All of the accommodations were booked solid. The method in a canvass like this was to talk to clerks, managers, hostesses first to find out which guests had been staying since Sunday night, then take those individuals room by room. There weren’t many in the places on Runyon’s list; most of the visitors were late arrivals, in town for the Independence Day weekend. Some of the doors he knocked on stayed shut, the occupants out somewhere. The people who were in, most obliging, a few not, had nothing to tell him: either they hadn’t been driving in the valley hills, or if they had, they didn’t know anything about an old logging road, and they’d never seen the woman in the photograph Bill had given him. The silent cell phone in his shirt pocket said Bill was getting the same negative responses.

Runyon had been at the campground for fifteen minutes and had already spoken to several of the campers when Bill showed up. Together, they covered the rest, with the same lack of results.

Bill wanted to go back and start over, to see if any of the tourists they missed had returned to their rooms, but Runyon talked him out of it. The man was in no shape to do any more interviewing-a couple of the campers had reacted warily to his disheveled and hollow-eyed appearance, and they might not have been the first to shy away. He knew it, too; he didn’t put up an argument when Runyon offered to go back into town and make the rounds again by himself.

“All right,” he said. “The rental house isn’t far from here. Follow me up there first so you’ll know where it is.”

Bill’s driving was a little erratic, another sign of how strung out he was. Runyon followed at a safe distance, memorizing the route from the valley road. He’d packed an overnight bag before leaving the city; he got it out of the trunk while Bill opened up the house, took it into the spare bedroom he was pointed to.
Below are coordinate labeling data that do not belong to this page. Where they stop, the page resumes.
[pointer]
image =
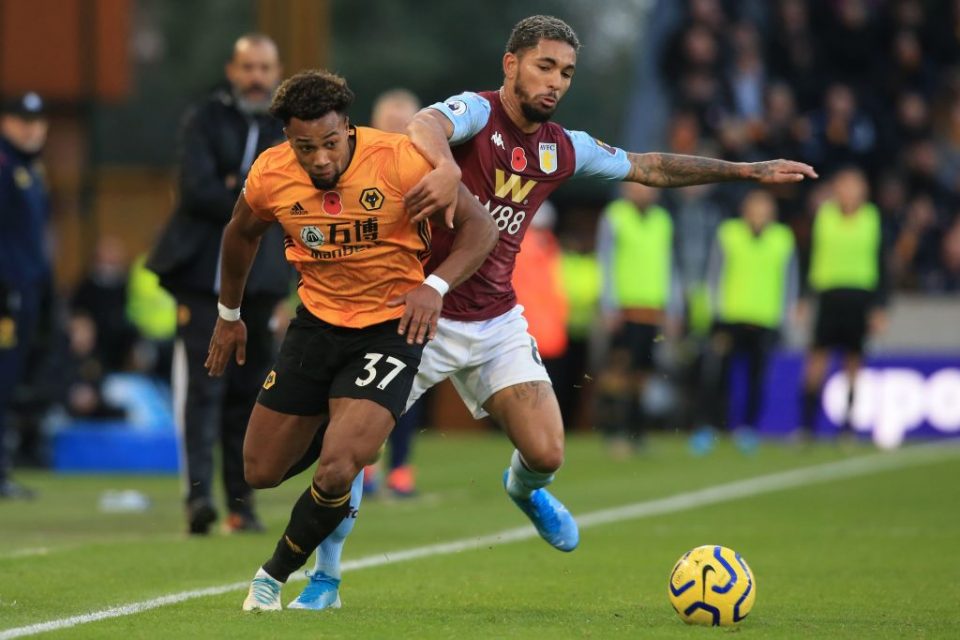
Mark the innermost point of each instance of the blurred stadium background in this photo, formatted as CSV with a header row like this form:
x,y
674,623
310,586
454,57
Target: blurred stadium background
x,y
870,83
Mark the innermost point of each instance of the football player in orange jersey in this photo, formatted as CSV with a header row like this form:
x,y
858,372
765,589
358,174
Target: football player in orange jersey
x,y
354,347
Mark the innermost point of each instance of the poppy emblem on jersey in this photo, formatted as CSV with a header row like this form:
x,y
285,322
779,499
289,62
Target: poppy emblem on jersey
x,y
312,237
371,199
518,159
331,203
271,380
548,157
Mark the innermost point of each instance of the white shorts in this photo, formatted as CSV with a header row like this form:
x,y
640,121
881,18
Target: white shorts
x,y
481,357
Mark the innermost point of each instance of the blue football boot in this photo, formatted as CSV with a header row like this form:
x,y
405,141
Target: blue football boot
x,y
552,520
321,592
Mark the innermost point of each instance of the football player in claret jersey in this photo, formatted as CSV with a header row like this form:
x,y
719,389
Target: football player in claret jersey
x,y
353,349
511,157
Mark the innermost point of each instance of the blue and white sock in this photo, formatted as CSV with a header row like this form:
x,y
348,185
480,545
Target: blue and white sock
x,y
330,550
522,481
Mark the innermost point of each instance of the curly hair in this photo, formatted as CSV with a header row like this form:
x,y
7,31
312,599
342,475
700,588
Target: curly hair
x,y
531,30
309,95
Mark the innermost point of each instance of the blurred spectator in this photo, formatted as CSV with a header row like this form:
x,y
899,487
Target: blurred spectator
x,y
847,272
635,237
581,280
950,279
86,372
392,111
852,40
754,282
794,52
24,264
221,137
915,247
865,83
102,297
153,311
840,133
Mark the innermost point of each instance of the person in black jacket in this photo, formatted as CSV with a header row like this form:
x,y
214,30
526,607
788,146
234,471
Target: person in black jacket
x,y
25,270
221,137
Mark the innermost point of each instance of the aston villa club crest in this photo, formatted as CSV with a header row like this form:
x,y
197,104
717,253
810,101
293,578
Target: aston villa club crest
x,y
548,157
518,159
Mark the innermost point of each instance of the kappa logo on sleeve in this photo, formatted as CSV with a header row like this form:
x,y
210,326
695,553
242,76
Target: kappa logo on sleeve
x,y
603,145
457,107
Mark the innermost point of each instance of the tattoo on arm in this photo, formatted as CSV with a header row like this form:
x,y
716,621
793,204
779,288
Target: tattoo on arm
x,y
672,170
533,392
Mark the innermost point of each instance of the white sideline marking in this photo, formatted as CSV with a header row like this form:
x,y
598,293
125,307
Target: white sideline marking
x,y
758,485
23,553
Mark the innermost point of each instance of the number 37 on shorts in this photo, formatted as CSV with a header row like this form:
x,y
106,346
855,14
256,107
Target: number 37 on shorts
x,y
393,367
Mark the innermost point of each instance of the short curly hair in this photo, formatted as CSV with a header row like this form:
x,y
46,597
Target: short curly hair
x,y
309,95
531,30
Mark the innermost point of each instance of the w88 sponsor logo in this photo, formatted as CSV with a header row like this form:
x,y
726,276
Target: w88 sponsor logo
x,y
507,219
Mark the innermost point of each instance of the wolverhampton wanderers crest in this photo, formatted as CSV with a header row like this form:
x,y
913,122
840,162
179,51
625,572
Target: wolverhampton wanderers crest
x,y
271,380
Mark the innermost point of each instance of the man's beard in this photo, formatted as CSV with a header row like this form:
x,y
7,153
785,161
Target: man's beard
x,y
530,112
325,185
252,107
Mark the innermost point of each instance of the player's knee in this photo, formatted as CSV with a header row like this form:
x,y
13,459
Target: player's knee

When he came out again, Bill was sprawled on the couch in the living room with a piece of notepaper in his hand. Wordlessly, he extended it to Runyon. List of motels and B amp;Bs, names, room numbers; all but three of the names had lines through them. A similar list in Runyon’s pocket contained four names left to check. Seven altogether. Chances a couple of points above zero.

“One other thing,” Bill said. “The mailman, Ramsey.”

“What about him?”

“He looked familiar and I just remembered where I’d seen him before. Sunday, Green Valley Cafe, while Kerry and I were in there having lunch. He and two other guys were in the booth behind us-I think one of them was Ned Verriker. They got into a verbal wrangle with another customer, an ugly little guy they called the mayor.”